Industrial production in China recorded a smaller-than-expected rise in April, underlining worries that the economy may be losing steam.

Output rose 9.3% from a year ago, which was up from March's figure of 8.9% but below market forecasts for a 9.5% rise.

Fixed-asset investment also weakened in the first four months of 2013.

Last week, a separate survey suggested that manufacturing activity, a subset of industrial production, grew at a slower pace in April.

"This is not the start of a rally, it is a sputtering whimper as momentum continues to fade," said economists at IHS Global Insight.

IHS also said that slowing fixed-asset investment - a key measure of government spending - suggested weakness in manufacturing and infrastructure construction, and warned that the pace could fall further amid government efforts to curb the housing market.

Separately, Bank of America Merrill Lynch analysts also warned that there was an increased "downside risk" to the economy.

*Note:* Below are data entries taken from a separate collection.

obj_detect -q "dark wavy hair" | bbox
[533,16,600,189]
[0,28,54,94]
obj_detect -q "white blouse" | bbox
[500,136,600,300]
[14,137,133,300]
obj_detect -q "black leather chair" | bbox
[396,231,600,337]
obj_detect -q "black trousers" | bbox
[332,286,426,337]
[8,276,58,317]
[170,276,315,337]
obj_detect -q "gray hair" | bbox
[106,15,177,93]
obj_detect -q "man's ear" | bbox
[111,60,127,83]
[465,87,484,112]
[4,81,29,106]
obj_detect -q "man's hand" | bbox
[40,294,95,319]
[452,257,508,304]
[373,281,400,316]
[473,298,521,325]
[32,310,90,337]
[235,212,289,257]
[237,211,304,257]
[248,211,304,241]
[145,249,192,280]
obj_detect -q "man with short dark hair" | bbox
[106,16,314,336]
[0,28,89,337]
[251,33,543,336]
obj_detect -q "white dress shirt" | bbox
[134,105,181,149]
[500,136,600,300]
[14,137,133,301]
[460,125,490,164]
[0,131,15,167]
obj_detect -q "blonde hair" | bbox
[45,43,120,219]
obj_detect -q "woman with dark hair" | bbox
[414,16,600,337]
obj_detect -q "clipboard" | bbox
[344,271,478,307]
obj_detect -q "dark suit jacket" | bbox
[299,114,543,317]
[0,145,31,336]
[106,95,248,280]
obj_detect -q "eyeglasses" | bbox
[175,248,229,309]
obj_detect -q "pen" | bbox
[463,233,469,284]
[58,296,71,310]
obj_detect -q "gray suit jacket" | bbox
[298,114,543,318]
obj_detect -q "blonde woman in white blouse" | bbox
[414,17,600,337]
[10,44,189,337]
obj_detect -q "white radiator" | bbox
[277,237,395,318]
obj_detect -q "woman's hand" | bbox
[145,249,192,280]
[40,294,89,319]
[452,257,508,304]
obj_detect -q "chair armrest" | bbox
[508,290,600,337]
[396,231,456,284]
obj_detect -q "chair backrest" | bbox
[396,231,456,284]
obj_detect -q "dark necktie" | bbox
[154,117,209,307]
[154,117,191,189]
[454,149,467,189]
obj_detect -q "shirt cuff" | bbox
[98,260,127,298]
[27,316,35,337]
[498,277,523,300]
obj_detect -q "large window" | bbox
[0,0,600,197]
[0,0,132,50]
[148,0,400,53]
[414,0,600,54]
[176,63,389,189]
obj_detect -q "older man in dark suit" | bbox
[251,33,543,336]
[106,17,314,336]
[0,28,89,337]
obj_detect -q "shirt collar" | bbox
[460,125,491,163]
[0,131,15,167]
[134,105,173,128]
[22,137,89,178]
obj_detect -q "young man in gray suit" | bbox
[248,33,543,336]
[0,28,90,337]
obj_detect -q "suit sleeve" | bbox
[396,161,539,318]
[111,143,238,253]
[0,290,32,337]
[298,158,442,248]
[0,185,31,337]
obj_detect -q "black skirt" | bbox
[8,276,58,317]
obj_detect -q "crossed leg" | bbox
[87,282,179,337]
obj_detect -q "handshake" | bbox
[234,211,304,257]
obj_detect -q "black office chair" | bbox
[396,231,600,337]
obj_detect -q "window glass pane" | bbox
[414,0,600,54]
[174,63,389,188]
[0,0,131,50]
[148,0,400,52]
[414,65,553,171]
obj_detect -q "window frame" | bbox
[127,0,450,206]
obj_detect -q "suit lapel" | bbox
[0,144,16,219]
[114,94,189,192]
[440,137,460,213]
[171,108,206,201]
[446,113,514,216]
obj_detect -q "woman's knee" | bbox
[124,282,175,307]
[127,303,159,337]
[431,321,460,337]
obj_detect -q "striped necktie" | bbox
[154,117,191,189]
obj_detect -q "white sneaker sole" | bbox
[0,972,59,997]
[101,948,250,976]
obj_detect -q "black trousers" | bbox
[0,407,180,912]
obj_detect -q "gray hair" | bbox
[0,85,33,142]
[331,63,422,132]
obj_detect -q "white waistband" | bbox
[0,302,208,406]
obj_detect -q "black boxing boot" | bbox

China's economy expanded at an annual rate of 7.7% in the first three months of the year, down from 7.9% in the previous quarter.

Officials have warned that the economy is set to slow as the government attempts to rebalance the economy by getting domestic consumer demand to drive growth, rather than investments and exports.

This attempt now appears to be having an impact. According to government statistics, in the first three months of this year, the largest part of the economy was services - not manufacturing.